Stratégiquement je dirais qu’il est souvent intéressant de solliciter son plus gros concurrent potentiel : le leader évident auquel ce marché naissant se connecte.  La démarche est contre-intuitive, mais va permettre d’appliquer une stratégie doublement gagnante : idéalement ce leader comme nous l’avons vu désinvesti du type de marché sur lequel la PME veut elle investir. Avec une fraction de l’investissement que le leader aurait dû mettre sur la table, il aura la possibilité de sous-contracter sa prospective à la PME. Celle-ci perd bien entendu une part de liberté dans la mesure où elle va devoir faire approuver certains choix et laisser un droit de regard (et plus tard d’exploitation sous une forme ou une autre) au leader, mais elle bénéficiera d’un autre côté d’une capacité de developpement supérieure à ce que tout autre partenaire ou investisseur aurait pu lui accorder. En allant plus loin, il se peut que le leader soit même prêt à sous-traiter à la dite PME ses brevets et ses marques pour le marché naissant. La prise de risque financière est moindre, et si la PME développe de façon satisfaisante son activité, le rachat est toujours possible.

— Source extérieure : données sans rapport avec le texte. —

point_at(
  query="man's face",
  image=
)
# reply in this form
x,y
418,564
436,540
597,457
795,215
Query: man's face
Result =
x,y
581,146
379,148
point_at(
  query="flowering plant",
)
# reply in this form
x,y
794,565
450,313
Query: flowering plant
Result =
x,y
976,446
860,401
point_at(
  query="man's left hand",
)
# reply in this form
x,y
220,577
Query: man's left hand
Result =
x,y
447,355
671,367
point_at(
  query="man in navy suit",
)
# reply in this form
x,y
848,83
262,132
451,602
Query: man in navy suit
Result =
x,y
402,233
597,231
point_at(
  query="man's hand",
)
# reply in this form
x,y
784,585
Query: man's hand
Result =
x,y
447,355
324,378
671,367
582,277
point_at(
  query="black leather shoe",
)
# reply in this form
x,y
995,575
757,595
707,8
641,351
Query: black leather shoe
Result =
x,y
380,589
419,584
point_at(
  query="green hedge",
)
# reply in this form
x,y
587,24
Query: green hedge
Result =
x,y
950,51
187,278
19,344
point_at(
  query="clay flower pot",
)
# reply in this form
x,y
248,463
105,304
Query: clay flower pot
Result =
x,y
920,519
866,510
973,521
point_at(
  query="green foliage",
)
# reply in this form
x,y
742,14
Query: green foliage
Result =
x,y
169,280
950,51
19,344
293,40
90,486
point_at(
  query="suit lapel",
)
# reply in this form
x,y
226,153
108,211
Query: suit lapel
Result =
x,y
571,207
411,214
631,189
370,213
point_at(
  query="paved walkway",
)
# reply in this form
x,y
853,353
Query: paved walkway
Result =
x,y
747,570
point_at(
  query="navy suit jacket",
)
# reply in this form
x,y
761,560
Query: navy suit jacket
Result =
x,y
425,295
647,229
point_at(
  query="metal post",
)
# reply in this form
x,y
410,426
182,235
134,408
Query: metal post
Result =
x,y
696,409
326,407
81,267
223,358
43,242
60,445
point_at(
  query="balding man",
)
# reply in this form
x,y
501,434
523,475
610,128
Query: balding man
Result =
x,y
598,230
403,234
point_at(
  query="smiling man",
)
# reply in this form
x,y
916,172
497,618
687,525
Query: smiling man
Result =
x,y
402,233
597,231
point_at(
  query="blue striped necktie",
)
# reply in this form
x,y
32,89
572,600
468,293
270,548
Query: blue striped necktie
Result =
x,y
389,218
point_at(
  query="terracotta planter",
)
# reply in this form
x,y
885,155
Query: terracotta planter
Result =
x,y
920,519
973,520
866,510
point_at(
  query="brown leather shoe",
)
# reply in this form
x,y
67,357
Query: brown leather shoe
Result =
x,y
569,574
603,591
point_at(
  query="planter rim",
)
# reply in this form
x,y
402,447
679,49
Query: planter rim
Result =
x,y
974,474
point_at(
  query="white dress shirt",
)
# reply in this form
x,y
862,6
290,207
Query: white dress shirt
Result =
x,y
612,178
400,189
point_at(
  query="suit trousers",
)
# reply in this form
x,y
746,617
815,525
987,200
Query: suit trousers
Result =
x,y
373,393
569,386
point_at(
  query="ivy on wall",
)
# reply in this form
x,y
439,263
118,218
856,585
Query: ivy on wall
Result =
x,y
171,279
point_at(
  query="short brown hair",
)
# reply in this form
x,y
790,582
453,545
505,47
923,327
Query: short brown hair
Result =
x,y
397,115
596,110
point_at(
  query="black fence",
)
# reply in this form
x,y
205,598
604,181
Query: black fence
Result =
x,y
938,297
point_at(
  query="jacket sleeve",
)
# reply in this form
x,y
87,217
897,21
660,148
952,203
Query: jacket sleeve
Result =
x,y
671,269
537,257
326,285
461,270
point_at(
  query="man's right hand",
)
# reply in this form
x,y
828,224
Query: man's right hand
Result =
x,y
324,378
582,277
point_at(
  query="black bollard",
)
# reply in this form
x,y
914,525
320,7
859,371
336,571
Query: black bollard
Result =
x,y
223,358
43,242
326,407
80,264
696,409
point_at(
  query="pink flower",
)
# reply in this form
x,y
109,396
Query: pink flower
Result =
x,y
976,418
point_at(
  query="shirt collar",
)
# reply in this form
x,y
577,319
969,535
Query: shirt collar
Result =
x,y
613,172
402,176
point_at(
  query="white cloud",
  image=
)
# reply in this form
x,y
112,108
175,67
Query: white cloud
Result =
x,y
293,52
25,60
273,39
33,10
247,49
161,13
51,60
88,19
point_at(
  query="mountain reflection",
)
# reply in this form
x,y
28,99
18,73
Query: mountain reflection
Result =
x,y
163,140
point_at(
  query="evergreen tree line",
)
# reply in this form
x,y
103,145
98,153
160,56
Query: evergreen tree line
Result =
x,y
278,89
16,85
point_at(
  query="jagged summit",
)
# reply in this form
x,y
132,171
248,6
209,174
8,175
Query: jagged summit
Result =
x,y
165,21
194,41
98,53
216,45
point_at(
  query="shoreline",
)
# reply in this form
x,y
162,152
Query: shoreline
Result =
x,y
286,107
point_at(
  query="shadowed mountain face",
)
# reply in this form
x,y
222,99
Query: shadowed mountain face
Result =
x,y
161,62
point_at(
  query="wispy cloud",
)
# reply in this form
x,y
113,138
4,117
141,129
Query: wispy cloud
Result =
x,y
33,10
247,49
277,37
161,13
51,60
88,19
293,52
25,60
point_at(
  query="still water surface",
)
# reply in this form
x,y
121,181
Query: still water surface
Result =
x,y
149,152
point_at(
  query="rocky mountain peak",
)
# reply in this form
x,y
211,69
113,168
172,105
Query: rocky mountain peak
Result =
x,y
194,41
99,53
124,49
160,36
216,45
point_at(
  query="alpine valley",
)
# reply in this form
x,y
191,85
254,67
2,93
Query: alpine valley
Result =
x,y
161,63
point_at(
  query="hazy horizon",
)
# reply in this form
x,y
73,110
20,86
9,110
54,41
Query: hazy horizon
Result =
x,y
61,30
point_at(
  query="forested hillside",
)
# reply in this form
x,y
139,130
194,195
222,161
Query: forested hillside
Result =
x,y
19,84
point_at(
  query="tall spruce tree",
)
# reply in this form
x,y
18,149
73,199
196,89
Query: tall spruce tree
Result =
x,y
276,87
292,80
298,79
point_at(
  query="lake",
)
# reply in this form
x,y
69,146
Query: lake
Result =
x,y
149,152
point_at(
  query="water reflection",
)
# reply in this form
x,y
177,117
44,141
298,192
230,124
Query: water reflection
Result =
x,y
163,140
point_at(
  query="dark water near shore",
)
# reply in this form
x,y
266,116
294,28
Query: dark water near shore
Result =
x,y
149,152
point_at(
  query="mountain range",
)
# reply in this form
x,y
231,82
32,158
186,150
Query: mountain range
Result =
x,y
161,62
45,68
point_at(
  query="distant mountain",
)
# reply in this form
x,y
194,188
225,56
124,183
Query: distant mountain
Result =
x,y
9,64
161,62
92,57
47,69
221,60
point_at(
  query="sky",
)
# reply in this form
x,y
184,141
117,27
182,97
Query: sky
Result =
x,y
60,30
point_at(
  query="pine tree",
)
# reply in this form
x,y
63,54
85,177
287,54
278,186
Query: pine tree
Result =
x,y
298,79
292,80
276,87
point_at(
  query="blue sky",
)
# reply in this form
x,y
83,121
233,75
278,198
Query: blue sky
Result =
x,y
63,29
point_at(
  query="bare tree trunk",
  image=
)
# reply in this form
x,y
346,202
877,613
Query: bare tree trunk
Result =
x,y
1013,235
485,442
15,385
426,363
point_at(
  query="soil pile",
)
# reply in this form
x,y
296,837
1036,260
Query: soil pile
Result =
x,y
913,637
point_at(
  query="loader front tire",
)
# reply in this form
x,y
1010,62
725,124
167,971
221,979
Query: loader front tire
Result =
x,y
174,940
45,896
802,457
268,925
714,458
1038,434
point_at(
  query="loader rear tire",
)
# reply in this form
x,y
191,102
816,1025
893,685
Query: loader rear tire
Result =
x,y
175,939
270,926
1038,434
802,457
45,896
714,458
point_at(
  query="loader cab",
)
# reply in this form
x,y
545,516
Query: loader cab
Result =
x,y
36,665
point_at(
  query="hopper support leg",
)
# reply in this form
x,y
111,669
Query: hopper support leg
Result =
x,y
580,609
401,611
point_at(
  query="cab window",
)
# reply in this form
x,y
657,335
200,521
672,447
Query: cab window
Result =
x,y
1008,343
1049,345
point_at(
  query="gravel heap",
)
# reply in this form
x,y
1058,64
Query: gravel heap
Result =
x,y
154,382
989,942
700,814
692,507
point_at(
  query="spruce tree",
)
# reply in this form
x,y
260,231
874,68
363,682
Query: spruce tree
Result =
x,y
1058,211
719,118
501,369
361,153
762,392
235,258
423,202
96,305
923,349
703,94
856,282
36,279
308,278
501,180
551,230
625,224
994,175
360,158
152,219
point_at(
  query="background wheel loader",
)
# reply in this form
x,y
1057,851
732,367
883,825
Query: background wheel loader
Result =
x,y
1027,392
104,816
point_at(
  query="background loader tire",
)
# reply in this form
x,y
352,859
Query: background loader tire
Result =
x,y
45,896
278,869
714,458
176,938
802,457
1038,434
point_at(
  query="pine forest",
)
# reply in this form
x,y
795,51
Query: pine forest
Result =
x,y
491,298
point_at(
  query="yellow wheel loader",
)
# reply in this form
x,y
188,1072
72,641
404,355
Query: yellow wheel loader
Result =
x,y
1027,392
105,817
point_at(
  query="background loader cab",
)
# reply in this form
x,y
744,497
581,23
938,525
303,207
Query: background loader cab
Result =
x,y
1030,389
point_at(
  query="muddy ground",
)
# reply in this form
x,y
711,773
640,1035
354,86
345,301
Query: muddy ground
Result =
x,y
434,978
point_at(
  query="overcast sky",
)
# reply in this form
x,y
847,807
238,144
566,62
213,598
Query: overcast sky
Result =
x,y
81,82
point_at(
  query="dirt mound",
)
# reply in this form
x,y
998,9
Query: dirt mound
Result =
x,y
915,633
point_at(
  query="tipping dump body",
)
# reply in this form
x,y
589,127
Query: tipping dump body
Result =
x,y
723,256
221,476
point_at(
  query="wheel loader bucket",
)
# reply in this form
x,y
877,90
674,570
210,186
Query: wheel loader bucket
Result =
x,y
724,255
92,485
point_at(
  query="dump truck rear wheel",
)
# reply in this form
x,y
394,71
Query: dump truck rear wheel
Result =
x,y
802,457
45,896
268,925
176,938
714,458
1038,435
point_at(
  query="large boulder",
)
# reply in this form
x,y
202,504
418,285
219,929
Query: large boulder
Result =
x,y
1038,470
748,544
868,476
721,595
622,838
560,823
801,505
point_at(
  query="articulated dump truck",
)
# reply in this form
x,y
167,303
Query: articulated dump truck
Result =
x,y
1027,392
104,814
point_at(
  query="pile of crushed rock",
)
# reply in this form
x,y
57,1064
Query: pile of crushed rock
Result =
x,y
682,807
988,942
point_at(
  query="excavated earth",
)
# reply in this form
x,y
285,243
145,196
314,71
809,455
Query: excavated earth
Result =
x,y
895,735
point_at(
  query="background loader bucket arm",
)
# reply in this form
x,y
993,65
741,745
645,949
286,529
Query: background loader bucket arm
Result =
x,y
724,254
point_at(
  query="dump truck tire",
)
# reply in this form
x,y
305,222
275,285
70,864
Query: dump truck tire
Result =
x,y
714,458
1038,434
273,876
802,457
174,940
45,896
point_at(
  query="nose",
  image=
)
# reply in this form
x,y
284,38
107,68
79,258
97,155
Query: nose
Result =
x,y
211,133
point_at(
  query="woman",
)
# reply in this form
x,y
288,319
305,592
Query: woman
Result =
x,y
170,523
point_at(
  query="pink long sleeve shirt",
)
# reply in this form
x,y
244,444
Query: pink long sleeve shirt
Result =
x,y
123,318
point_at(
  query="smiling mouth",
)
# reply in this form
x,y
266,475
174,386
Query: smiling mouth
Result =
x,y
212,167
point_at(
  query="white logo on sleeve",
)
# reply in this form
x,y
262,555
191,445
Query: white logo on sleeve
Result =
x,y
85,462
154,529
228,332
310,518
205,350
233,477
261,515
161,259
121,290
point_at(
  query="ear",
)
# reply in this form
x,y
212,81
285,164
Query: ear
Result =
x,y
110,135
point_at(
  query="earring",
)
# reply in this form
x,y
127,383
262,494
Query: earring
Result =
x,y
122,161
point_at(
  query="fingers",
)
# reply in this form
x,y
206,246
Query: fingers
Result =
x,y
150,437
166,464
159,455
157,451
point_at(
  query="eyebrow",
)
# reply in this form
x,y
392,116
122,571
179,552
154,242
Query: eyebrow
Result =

L’industrie pharmaceutique est coutumière de ce mode opératoire. Face à un investissement minimal de l’ordre de $1,5 milliard par nouvelle molécule et 5 à 10 ans de développement avant une mise sur le marché, il devient de plus courant pour les leaders comme Roche de subventionner des TPE pendant les phases de R&D initiales et de les racheter ensuite. Le premier coût de subvention n’étant que de quelques millions de dollars sur quelques TPE, il est ensuite facile de réinvestir plus largement dans la seule TPE qui aura le plus répondu aux attentes du leader au bout de 2-3 ans. Une logique d’ensemencement et de récolte; qui est une manne considérable pour de nombreux entrepreneurs.

En conclusion, ces deux illustrations sur des marchés naissants ou vieillissants de la façon dont des PME peuvent exploiter le retrait des leaders, ne couvrent pas tout le spectre complexe des marchés en crise. Néanmoins ils démontrent que mécaniquement et pour des raisons reproductibles, de la place se crée en période de crise. Et qu’il est plus facile de l’investir quand on est petit et manœuvrable, que plus gros et soumis à une importante inertie.